The former Belarusian presidential candidate and RSF’s staff discussed the disastrous press freedom situation in Belarus and the difficulties that independent journalists and media have faced since the fraudulent election held in August 2020.
“The extraordinary civic and professional mobilisation displayed by Belarusian journalists demands a matching financial and political mobilisation in response, primarily from the European Union,” RSF secretary-general Christophe Deloire said. “We call on the European Union to make all of its financial and material capacity available to Belarusian media and journalists on a lasting basis.”
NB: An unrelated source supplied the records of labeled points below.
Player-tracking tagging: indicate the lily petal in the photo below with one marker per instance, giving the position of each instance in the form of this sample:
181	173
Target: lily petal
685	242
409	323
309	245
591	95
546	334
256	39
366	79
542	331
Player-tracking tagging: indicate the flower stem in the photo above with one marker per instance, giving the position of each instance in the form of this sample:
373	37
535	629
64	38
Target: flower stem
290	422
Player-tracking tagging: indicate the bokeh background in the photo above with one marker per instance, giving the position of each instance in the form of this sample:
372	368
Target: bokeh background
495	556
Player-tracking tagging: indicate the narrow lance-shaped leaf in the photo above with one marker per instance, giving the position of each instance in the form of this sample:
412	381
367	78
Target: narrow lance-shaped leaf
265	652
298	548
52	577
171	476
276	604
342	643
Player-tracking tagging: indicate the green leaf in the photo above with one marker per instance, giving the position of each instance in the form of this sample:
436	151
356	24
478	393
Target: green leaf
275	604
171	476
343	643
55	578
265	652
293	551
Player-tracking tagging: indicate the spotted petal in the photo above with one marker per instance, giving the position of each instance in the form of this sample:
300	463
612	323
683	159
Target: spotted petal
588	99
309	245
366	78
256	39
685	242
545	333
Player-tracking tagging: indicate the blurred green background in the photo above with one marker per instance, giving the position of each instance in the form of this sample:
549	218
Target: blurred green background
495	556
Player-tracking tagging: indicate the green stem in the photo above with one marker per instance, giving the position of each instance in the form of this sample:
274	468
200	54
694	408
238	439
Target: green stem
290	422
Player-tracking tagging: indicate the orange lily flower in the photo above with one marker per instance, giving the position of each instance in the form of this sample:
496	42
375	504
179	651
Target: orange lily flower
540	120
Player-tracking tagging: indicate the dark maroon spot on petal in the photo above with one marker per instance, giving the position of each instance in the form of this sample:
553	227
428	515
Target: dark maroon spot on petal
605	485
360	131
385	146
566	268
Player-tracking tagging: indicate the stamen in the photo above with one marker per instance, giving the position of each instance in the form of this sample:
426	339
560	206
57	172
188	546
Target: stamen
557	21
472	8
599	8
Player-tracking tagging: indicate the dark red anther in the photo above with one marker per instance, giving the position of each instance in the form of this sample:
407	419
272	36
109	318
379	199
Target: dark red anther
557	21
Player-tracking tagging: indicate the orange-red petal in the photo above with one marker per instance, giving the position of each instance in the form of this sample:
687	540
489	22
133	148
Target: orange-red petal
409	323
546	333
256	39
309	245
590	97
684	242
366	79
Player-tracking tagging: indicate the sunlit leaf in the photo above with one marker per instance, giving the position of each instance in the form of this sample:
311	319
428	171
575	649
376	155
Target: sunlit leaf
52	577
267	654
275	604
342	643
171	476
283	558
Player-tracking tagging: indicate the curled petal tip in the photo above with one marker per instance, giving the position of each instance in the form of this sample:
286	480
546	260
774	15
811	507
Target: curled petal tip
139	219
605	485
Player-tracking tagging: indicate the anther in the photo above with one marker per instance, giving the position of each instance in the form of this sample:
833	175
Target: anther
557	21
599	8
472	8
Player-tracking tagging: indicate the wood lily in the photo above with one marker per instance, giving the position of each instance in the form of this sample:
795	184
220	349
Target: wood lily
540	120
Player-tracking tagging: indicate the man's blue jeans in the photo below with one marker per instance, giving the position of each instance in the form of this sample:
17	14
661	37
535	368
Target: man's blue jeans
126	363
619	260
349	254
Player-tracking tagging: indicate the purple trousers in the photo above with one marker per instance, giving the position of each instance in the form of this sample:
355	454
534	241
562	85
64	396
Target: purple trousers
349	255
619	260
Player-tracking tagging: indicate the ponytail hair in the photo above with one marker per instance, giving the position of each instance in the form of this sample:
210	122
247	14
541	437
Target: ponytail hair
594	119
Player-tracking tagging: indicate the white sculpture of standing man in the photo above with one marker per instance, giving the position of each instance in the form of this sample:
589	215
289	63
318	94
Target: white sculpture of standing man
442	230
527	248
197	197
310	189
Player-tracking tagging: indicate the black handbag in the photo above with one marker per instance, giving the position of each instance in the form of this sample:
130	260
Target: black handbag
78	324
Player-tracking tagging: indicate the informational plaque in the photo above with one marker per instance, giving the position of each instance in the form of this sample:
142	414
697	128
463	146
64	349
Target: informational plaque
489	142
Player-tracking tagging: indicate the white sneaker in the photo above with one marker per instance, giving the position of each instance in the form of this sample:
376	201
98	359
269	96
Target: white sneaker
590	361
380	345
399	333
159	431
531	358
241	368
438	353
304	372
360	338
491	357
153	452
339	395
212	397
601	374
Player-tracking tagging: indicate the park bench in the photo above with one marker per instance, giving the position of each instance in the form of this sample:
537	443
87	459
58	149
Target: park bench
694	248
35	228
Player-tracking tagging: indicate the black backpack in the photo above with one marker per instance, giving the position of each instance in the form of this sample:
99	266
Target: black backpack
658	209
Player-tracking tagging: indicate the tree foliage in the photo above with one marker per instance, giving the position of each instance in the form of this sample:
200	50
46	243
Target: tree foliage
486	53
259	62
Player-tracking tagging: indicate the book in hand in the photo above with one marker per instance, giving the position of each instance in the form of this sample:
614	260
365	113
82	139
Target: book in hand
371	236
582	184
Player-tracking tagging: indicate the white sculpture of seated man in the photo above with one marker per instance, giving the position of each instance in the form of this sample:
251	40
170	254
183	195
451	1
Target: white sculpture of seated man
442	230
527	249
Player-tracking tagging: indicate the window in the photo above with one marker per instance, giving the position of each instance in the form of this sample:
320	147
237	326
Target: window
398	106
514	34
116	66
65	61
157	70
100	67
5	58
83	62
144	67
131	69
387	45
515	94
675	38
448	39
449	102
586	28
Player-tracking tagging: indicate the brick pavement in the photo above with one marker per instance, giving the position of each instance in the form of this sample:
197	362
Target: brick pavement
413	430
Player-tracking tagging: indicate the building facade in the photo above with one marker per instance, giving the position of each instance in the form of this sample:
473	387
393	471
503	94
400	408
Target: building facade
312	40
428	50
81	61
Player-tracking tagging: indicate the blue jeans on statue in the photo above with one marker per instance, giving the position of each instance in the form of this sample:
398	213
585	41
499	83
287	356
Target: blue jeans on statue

“Our journalists are in dire need of help by means of a special European Union fund, in particular for their relocation and their legal defence,” Tsikhanouskaya said. “Defending journalists is important all over the world, but especially in Belarus, where they are targeted by security forces that prevent them from filming and reporting what is happening. Without the journalists, we would never know the real situation.”
“We must take action against this government, which terrorises journalists,” Deloire added, expressing the hope that the complaint filed by RSF in Lithuania results in European and international arrest warrants. After Belarusian President Alexander Lukashenko ordered a civilian plane to land in Minsk in May, in order to arrest opposition blogger Raman Pratasevich, the Lithuanian authorities opened an investigation into the “hijacking of an aircraft with terrorist intent.”
“We wait impatiently for justice to be done,” Tsikhanouskaya said.
According to RSF’s tally, there have been more than 460 arrests of journalists since Lukashenko’s disputed election. Around 30 journalists and media workers are currently detained, and are facing the possibility of several years in prison in grossly unfair trials.
The criminalisation of journalistic work has stepped up since the autumn of 2020 and is above all targeting those who run independent media outlets and their best-known writers. This unprecedented crackdown culminated in late August with the baseless dissolution of the Belarusian Association of Journalists (BAJ), the pillar of the defence of press freedom in Belarus for 25 years.
Europe’s most dangerous country for journalists, Belarus is ranked 158th out of 180 countries in RSF's 2021 World Press Freedom Index, five places lower than in 2020.